• Com a PEC, despesa pública deve cair 0,5 ponto do PIB ao ano
- Valor Econômico
Definida a meta fiscal para 2017, fruto de uma nova política para o gasto, um campo de trabalho até então desprezado se descortina para os gestores públicos: avaliar se cada real da despesa orçamentária cumpre com seu objetivo.
Enquanto o aumento do gasto foi financiado pela expansão das receitas com impostos e contribuições, cuidar da qualidade de cada programa governamental não era uma tarefa de primeira grandeza.
Se, porém, o regime fiscal que se inaugura para o país for levado a sério, esse será um objetivo cada dia mais nobre.
A lei que permite compras governamentais com sobrepreço de até 25% condiciona o sobrepreço à geração de emprego e renda e inovação tecnológica da empresa fornecedora de bens e serviços. Nunca ninguém se deu ao trabalho de atestar se novos empregos foram criados ou se houve a adição de um centavo em inovação.
Esse é um padrão normal de comportamento dos governos e um exemplo do que é preciso mudar na administração do dinheiro do contribuinte.
O auxílio-doença custou ao Tesouro Nacional, em 2015, R$ 23 bilhões. Uma olhada mais cuidadosa identificou que desse montante, R$ 13 bilhões são pagos para pessoas que recebem o auxílio há mais de dois anos e por decisão judicial.
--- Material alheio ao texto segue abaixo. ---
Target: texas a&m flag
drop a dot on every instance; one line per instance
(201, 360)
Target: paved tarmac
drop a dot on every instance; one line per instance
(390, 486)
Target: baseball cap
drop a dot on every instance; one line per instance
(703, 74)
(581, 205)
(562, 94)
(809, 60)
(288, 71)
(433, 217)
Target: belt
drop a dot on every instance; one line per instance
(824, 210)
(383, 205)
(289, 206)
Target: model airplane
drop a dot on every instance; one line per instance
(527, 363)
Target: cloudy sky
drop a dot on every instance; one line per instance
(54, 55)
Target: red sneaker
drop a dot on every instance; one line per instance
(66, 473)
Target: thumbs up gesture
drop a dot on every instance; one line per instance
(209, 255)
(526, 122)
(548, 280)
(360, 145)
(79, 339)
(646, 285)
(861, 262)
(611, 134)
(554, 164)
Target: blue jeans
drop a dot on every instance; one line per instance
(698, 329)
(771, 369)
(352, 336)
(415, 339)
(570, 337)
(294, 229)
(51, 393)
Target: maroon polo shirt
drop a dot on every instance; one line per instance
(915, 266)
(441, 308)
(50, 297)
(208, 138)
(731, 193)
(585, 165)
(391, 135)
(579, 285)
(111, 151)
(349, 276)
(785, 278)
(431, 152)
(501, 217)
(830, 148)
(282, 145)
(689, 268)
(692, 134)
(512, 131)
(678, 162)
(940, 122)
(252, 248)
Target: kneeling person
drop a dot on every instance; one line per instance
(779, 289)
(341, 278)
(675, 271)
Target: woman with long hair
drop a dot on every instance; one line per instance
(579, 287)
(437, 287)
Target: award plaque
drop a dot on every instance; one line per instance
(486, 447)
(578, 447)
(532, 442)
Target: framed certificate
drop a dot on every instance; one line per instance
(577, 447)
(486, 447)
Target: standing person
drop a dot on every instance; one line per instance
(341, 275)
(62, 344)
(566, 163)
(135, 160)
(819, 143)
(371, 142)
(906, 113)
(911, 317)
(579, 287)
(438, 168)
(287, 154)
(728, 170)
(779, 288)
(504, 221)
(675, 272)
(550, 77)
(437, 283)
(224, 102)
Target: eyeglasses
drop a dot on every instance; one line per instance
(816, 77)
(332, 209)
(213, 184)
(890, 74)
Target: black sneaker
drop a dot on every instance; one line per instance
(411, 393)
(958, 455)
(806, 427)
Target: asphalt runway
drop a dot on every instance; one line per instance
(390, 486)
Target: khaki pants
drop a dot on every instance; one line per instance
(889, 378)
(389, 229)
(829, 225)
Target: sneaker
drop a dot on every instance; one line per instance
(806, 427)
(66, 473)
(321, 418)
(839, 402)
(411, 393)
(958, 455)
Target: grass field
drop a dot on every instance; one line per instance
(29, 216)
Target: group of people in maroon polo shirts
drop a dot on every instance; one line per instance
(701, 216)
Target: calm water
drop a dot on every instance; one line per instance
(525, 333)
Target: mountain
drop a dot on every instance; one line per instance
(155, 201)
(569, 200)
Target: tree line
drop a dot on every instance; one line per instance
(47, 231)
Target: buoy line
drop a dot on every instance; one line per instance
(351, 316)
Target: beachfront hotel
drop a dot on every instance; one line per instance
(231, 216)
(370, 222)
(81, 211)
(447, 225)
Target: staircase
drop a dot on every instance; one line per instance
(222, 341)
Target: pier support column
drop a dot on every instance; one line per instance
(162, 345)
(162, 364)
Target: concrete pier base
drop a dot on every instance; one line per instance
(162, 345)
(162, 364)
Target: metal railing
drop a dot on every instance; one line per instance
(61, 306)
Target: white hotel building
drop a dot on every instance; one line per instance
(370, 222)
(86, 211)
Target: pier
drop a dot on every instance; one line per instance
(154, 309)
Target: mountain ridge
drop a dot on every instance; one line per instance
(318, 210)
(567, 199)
Para suspender o benefício é preciso que a pessoa seja submetida a uma nova perícia médica que diga que ela está habilitada para o trabalho. Como a perícia não ocorre, o benefício continua sendo pago. Esse foi um caso tratado ontem pelo governo que anunciou a edição de medida provisória com as mudanças necessárias.
A Lei Orgânica de Assistência Social (LOAS) tem um orçamento anual na casa dos R$ 50 bilhões. Por ela, o portador de deficiência ou o idoso (acima de 65 anos) cuja família tenha renda per capita inferior a um quarto do salário mínimo, tem direito a receber um salário por mês. Trata-se de uma política pública mais do que justificada. Só que 25% desse benefício de prestação continuada é concedido por ação judicial, o que leva a crer que alguma coisa está errada. Há juízes que consideram muito baixa a linha de pobreza definida, outros têm interpretações variadas sobre deficiência. Enfim a legislação, segundo avaliação do governo, precisa deixar mais claro o alvo que o benefício pretende atingir.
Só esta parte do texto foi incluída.